Backmann’s father was killed in Jacksonville, Florida in 2009, and he started Project: Cold Case in 2015. He’s found helping other families who are grappling with loss to be cathartic, but he is often reminded of his own grief.
“Every time there’s my birthday, every time there’s a holiday, those memories and what we are missing out on are brought to the forefront,” Backmann said.
Backmann spoke at the first annual Cold Case Symposium, which was held at the New College of Interdisciplinary Arts and Sciences on ASU’s West campus on Sept. 23 during National Forensic Science Week.
Lauren Weidner, assistant professor in the School of Mathematical and Natural Sciences, organized the event.
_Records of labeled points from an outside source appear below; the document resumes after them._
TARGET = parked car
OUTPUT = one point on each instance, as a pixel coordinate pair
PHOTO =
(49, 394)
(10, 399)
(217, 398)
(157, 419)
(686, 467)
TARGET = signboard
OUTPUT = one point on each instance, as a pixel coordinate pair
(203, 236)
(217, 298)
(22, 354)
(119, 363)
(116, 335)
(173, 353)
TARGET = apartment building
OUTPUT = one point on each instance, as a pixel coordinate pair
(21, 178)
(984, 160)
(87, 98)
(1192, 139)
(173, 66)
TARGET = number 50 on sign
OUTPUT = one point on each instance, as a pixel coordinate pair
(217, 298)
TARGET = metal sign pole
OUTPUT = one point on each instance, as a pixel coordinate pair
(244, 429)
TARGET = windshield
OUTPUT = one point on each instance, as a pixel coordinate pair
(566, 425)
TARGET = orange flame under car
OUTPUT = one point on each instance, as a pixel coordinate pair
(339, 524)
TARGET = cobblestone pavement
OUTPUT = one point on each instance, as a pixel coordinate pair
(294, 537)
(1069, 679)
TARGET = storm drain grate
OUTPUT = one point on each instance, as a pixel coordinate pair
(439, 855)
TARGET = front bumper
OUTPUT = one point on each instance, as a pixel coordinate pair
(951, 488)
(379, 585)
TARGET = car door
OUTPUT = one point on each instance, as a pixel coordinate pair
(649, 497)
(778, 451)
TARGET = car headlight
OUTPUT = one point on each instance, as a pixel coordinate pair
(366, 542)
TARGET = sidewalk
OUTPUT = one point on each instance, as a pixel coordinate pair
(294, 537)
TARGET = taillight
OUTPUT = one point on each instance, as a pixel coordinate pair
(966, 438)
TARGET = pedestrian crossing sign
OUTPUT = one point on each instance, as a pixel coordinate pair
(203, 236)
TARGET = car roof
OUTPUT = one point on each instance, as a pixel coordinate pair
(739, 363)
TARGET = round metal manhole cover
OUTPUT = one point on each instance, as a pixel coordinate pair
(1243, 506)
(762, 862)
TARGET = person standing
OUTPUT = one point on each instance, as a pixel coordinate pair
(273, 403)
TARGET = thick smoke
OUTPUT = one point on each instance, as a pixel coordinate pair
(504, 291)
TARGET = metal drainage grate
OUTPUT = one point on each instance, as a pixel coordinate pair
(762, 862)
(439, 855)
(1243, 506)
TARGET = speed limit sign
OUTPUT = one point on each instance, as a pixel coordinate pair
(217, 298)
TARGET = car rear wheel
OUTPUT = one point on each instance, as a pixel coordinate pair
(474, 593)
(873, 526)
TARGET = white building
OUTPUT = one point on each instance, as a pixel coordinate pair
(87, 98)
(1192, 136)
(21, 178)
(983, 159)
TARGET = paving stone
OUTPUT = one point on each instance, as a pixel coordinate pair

She prefers to focus on advocacy and awareness.
“Nobody wants cases to go cold, there’s probably a bunch of different reasons for why they did. And there’s probably a lot of people blaming people,” Weidner said. “Playing the blame game never really helps anything move forward.”
People may assume, as I did, that science and technological advancements would help improve clearance rates over time, but they have actually gone down over the past 60 years, according to the Murder Accountability Project. Last year just over half of the over 14,000 homicides were solved, compared to over 70% in 1980 and almost 85% in 1965.
The issue affects Arizona, too. Since 1980, the Phoenix Police Department has closed about 60% of homicides in the city. Between 2010 to 2020, Phoenix closed 1,014 of 1,454 homicides, a rate of 69%.
Merely determining an accurate count of cold cases is a challenge. These numbers are based on the FBI’s Uniform Crime Report, which is only as accurate as the information provided by agencies, which the American Civil Liberties Union warns can be manipulated. There are over 18,000 law enforcement agencies in the U.S., and with no standard definition of cold cases, departments submit counts to the FBI based on different criteria.
To address the lack of police data transparency which contributes to this issue and other issues of police accountability, The Vera Institute of Justice created a Police Data Transparency Index. The institute assigned scores to 94 cities and counties, covering a quarter of the U.S. population earlier this year, using the same crime reporting criteria used to track cold cases.
Fourteen jurisdictions received a zero because they do not provide crime report information at all. On a scale of 100, the median score was 44. Not reporting this information makes it impossible to understand the full extent of the issue, which makes efforts to address it more difficult.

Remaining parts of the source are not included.